In double entry system of book keeping debit and credit transactions are tallied. The advantage of using double entry system of book keeping helps in recording all the receipts that come in and go out, thus enabling account reconciliation to happen smoothly.

Let’s find out how the process of reconciliation is done:

  • Surplus cash in hand and all receipts to be deposited in the relevant bank accounts before the accounting period closes.
  • Get bank statements for the entire period of reconciliation audit like annual, quarter or monthly.
  • Collect all payment vouchers; cash deposit receipts, receipt vouchers, fixed deposit (FD) vouchers and update FD interest cards.
  • Check whether all payments and receipts of the account are tallies between the account book and bank statements.
  • If in case the account book and bank statements do not tally we can check for the following:

1.  Check for all cheque payments issued has been debited from the bank account by the bearer.

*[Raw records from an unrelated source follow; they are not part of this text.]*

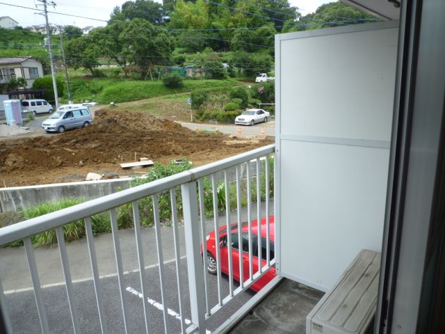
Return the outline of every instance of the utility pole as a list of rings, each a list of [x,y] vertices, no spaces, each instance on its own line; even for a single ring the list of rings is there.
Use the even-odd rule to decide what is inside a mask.
[[[62,26],[58,26],[60,35],[60,48],[62,49],[62,56],[63,57],[63,66],[65,67],[65,77],[67,80],[67,92],[68,92],[68,100],[71,101],[71,90],[70,90],[70,78],[68,77],[68,68],[67,67],[67,61],[65,58],[65,50],[63,49],[63,38],[62,38]]]
[[[44,9],[44,19],[47,25],[47,38],[48,41],[48,51],[49,52],[49,63],[51,64],[51,75],[53,77],[53,87],[54,88],[54,100],[56,100],[56,110],[58,109],[58,94],[57,93],[57,83],[56,81],[56,71],[54,70],[54,59],[53,56],[53,47],[51,45],[51,31],[49,30],[49,23],[48,22],[48,10],[47,10],[47,0],[38,0],[43,3]],[[56,3],[51,1],[51,5]]]

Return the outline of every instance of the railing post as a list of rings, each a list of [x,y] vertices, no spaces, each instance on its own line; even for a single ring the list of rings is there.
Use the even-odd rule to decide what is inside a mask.
[[[190,291],[190,306],[192,322],[198,326],[198,333],[206,333],[206,302],[204,287],[200,220],[197,214],[196,182],[186,183],[181,186],[184,224],[186,237],[186,252]]]

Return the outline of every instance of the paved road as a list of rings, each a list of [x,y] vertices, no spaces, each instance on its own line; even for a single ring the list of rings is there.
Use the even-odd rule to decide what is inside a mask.
[[[266,136],[275,136],[275,121],[270,120],[266,123],[258,123],[255,124],[253,127],[251,126],[238,126],[235,125],[219,125],[214,123],[191,123],[187,122],[179,122],[183,127],[188,127],[192,130],[195,130],[197,127],[198,129],[205,131],[216,131],[219,130],[223,134],[237,134],[238,129],[241,129],[241,136],[258,136],[261,134],[261,129],[264,129],[264,132]]]
[[[256,218],[256,205],[252,205],[252,218]],[[264,214],[265,203],[261,203],[261,215]],[[273,202],[270,204],[270,212],[273,212]],[[242,220],[245,220],[246,210],[243,210]],[[230,221],[236,221],[236,212],[230,214]],[[220,215],[219,225],[225,223],[225,216]],[[184,298],[184,314],[191,319],[190,301],[187,284],[186,259],[184,227],[179,226],[181,275],[183,279]],[[206,230],[213,230],[213,220],[206,223]],[[166,299],[165,303],[171,309],[168,317],[169,333],[179,333],[180,321],[178,317],[179,303],[177,287],[177,271],[174,261],[174,243],[172,229],[161,228],[163,260],[165,263],[165,278],[164,280]],[[155,230],[152,228],[143,229],[143,242],[145,261],[145,273],[149,285],[149,308],[152,317],[154,333],[163,333],[163,303],[157,267],[158,259],[156,250]],[[124,271],[124,300],[128,303],[129,326],[130,333],[144,331],[142,301],[138,292],[141,292],[139,273],[137,271],[137,256],[134,245],[134,230],[119,231],[119,237],[122,252]],[[98,257],[101,289],[104,295],[105,313],[111,333],[123,332],[123,318],[121,301],[119,295],[118,278],[114,259],[114,251],[111,234],[104,234],[95,238],[95,246]],[[88,255],[88,247],[85,239],[74,241],[67,245],[71,273],[74,280],[76,302],[78,305],[79,321],[82,333],[98,333],[99,324],[96,301],[91,280],[91,270]],[[53,333],[72,333],[70,315],[68,308],[66,291],[63,284],[62,269],[58,248],[40,247],[35,249],[43,295],[49,315],[50,328]],[[211,307],[217,303],[217,285],[215,276],[209,276],[209,298]],[[0,279],[6,292],[6,301],[12,318],[15,333],[40,333],[40,326],[33,293],[31,288],[31,280],[23,247],[0,249]],[[222,279],[223,296],[228,294],[228,278]],[[216,313],[207,323],[207,329],[212,331],[227,319],[234,312],[247,301],[253,293],[245,292],[240,294],[229,306]],[[160,310],[161,309],[161,310]]]

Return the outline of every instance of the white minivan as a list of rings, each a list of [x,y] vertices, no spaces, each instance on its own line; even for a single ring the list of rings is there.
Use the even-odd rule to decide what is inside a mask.
[[[58,132],[76,127],[86,127],[92,122],[91,113],[86,106],[72,109],[59,110],[49,118],[42,122],[42,127],[47,132]]]
[[[42,99],[23,100],[22,101],[22,109],[24,111],[31,112],[34,115],[53,112],[53,106]]]

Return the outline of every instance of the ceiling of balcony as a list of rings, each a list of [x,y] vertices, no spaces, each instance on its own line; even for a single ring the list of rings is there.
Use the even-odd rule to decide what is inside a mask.
[[[384,19],[398,19],[402,0],[340,0]]]

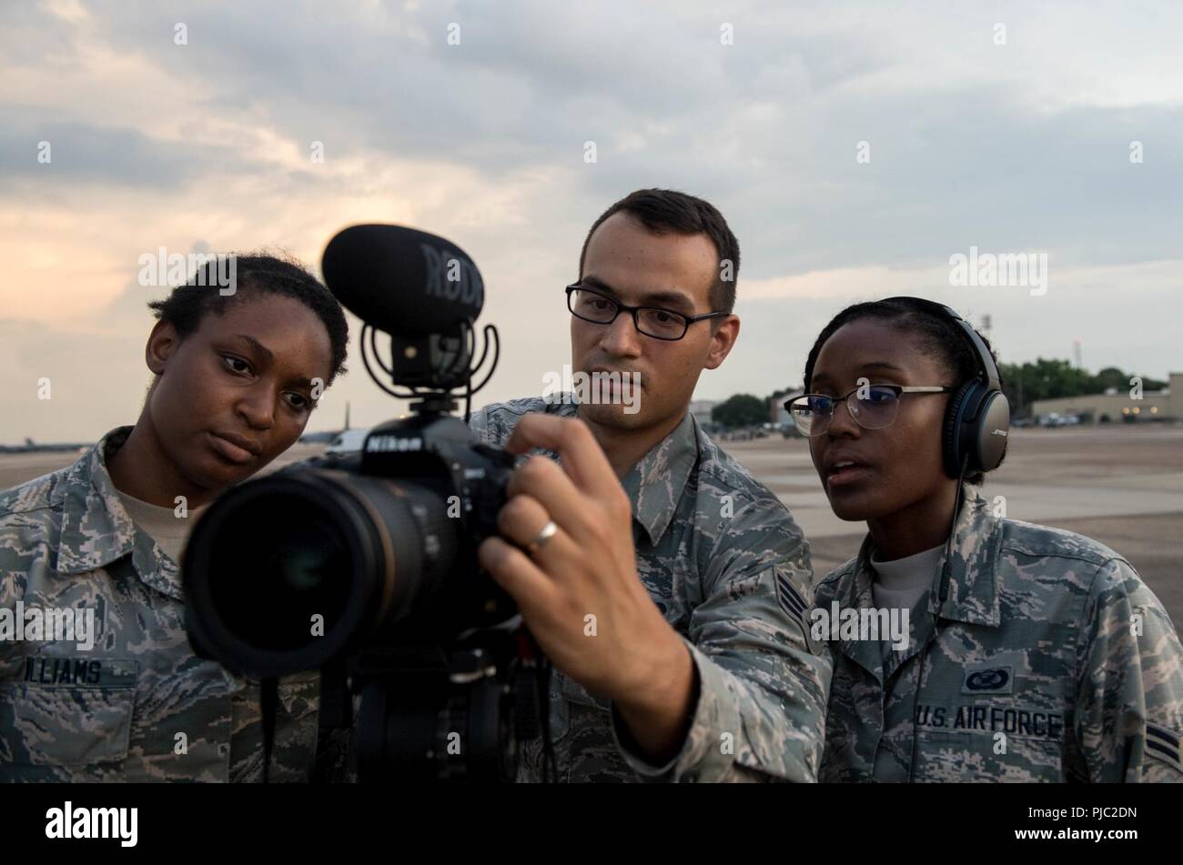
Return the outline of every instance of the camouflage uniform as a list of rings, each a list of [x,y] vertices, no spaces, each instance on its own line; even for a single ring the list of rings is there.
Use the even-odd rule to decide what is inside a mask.
[[[111,484],[130,431],[0,495],[0,609],[89,607],[97,630],[89,651],[0,642],[0,779],[261,780],[258,683],[193,653],[177,565]],[[317,674],[280,679],[270,780],[309,778],[318,698]]]
[[[471,425],[502,447],[528,412],[574,417],[576,407],[517,399],[474,412]],[[652,766],[622,743],[627,733],[610,701],[556,670],[550,720],[558,779],[815,781],[830,663],[804,632],[812,572],[793,518],[690,414],[623,487],[638,572],[690,649],[698,705],[681,752]],[[543,780],[541,746],[524,752],[518,780]]]
[[[873,606],[872,552],[868,536],[819,583],[820,609]],[[1130,562],[1000,519],[970,486],[951,558],[948,598],[917,601],[906,650],[830,643],[821,780],[907,781],[913,735],[916,781],[1183,780],[1183,653]]]

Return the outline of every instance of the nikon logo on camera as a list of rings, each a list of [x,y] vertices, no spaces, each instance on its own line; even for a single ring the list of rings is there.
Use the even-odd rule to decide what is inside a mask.
[[[424,440],[402,436],[370,436],[366,440],[367,454],[389,454],[397,450],[422,450]]]

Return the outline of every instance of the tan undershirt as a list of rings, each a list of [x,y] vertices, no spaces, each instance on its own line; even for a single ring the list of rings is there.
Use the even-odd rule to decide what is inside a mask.
[[[180,564],[185,541],[201,512],[205,510],[205,506],[189,508],[188,516],[182,518],[177,516],[173,508],[151,505],[123,492],[119,492],[119,501],[123,502],[123,509],[128,512],[131,521],[147,532],[168,558]]]

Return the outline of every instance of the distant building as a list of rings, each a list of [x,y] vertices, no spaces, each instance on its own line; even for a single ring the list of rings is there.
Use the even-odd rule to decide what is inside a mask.
[[[799,388],[797,390],[788,394],[781,394],[781,396],[775,397],[768,405],[768,420],[771,421],[777,428],[791,425],[793,417],[789,416],[788,410],[784,408],[784,403],[788,399],[793,399],[794,397],[799,397],[803,394],[804,391]]]
[[[1143,392],[1132,399],[1130,390],[1116,394],[1036,399],[1032,414],[1080,415],[1091,423],[1108,423],[1134,418],[1137,421],[1183,421],[1183,372],[1172,372],[1166,390]]]

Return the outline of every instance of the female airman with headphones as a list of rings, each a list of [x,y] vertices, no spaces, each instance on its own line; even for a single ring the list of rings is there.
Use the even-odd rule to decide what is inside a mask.
[[[984,338],[931,301],[856,304],[806,389],[786,407],[834,513],[870,532],[815,617],[906,610],[910,631],[829,640],[821,780],[1183,780],[1183,650],[1159,600],[1118,553],[978,492],[1010,414]]]

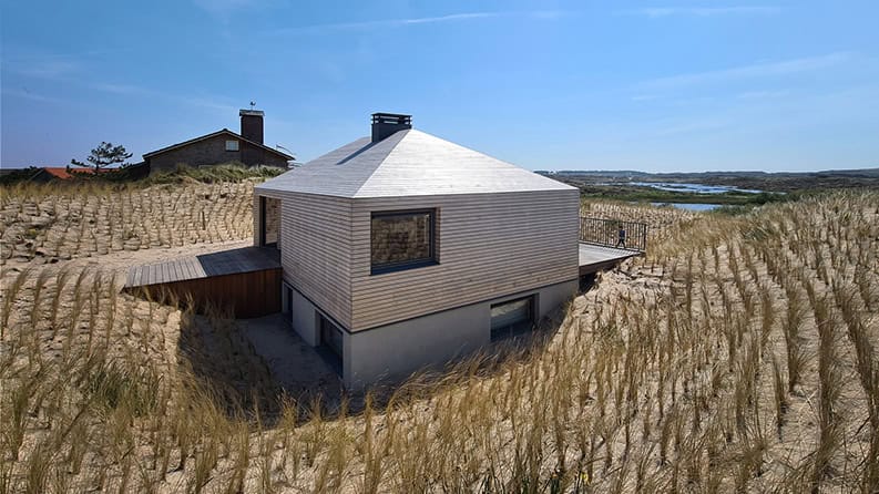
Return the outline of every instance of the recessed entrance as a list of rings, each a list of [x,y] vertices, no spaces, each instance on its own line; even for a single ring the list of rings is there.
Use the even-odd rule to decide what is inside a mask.
[[[280,199],[259,196],[259,245],[277,247],[280,240]]]
[[[323,313],[318,312],[317,316],[320,325],[320,344],[341,360],[344,354],[341,329]]]

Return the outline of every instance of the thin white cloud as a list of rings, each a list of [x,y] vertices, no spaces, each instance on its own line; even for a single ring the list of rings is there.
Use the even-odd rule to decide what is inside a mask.
[[[472,21],[480,19],[497,19],[502,17],[527,16],[535,19],[558,19],[564,12],[555,10],[540,10],[529,12],[464,12],[451,13],[448,16],[421,17],[409,19],[382,19],[375,21],[359,21],[359,22],[336,22],[328,24],[315,25],[300,25],[293,28],[285,28],[275,31],[276,34],[295,34],[295,33],[320,33],[325,31],[337,30],[368,30],[376,28],[402,28],[407,25],[419,24],[440,24],[447,22],[461,22]]]
[[[63,103],[62,100],[59,100],[57,97],[45,96],[43,94],[38,94],[32,91],[29,91],[28,89],[16,90],[16,89],[3,88],[2,94],[8,97],[40,101],[44,103]]]
[[[734,6],[734,7],[653,7],[617,11],[621,16],[664,18],[672,16],[720,17],[720,16],[773,16],[781,12],[778,7]]]
[[[752,65],[736,66],[707,72],[658,78],[636,84],[637,88],[650,90],[671,90],[697,84],[729,82],[735,80],[757,79],[767,76],[788,75],[799,72],[809,72],[827,69],[850,60],[849,52],[836,52],[825,55],[808,56],[803,59],[783,60],[778,62],[755,63]]]

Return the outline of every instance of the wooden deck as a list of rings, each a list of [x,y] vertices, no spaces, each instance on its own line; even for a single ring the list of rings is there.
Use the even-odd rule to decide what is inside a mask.
[[[134,266],[129,269],[125,288],[279,268],[280,250],[244,247]]]
[[[198,312],[262,317],[280,310],[279,258],[277,249],[245,247],[135,266],[124,290],[156,301],[192,300]]]
[[[610,269],[630,257],[641,256],[640,250],[617,249],[580,243],[580,276]]]

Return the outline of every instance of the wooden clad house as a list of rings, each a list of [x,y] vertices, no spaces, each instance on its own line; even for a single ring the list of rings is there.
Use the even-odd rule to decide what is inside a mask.
[[[579,191],[377,113],[256,187],[294,329],[362,388],[529,329],[576,291]]]

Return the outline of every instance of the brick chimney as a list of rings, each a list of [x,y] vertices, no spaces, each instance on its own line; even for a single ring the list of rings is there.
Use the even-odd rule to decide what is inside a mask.
[[[372,114],[372,142],[377,143],[397,131],[412,128],[412,115],[397,113]]]
[[[242,137],[263,144],[263,112],[260,110],[242,110]]]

2.  Check for correct entries of payments and receipts in account book.

3.  Check availability of all payments and receipts vouchers as per account book.

4.  Re check correctness of Grand Total in every tally of account book.

5.  Check for correct entries of all carried forwards on all pages of account books.

6.  There is a possibility of debits by bank on Cheque Re-bounce penalties, get information of the same from Bank.

  • The Bank reconciliation statement to be prepared as:
    1. Cash in Bank as per Bank Statement        –              A
    2. Cash in Hand as per Account Book            –              B
    3. Cash in Bank as per Account Book            –              C
    4. Cheque payments issued but not debited  –                D
    5. A = (B + C) – D  Hence Reconciled

The following are the accounting statements that are required for Account Reconciliation for any given accounting period.

  • Bank Reconciliation statement
  • Balance sheet
  • Income and Expenditure statement
  • Value of Stock
  • Value of property
  • Statement of stock and property recommended to written -off from the account

Accounts reconciliation helps an organization to effectively balance all its financial transactions there by giving a perfect and clear picture of the financial positions to its external and internal customers.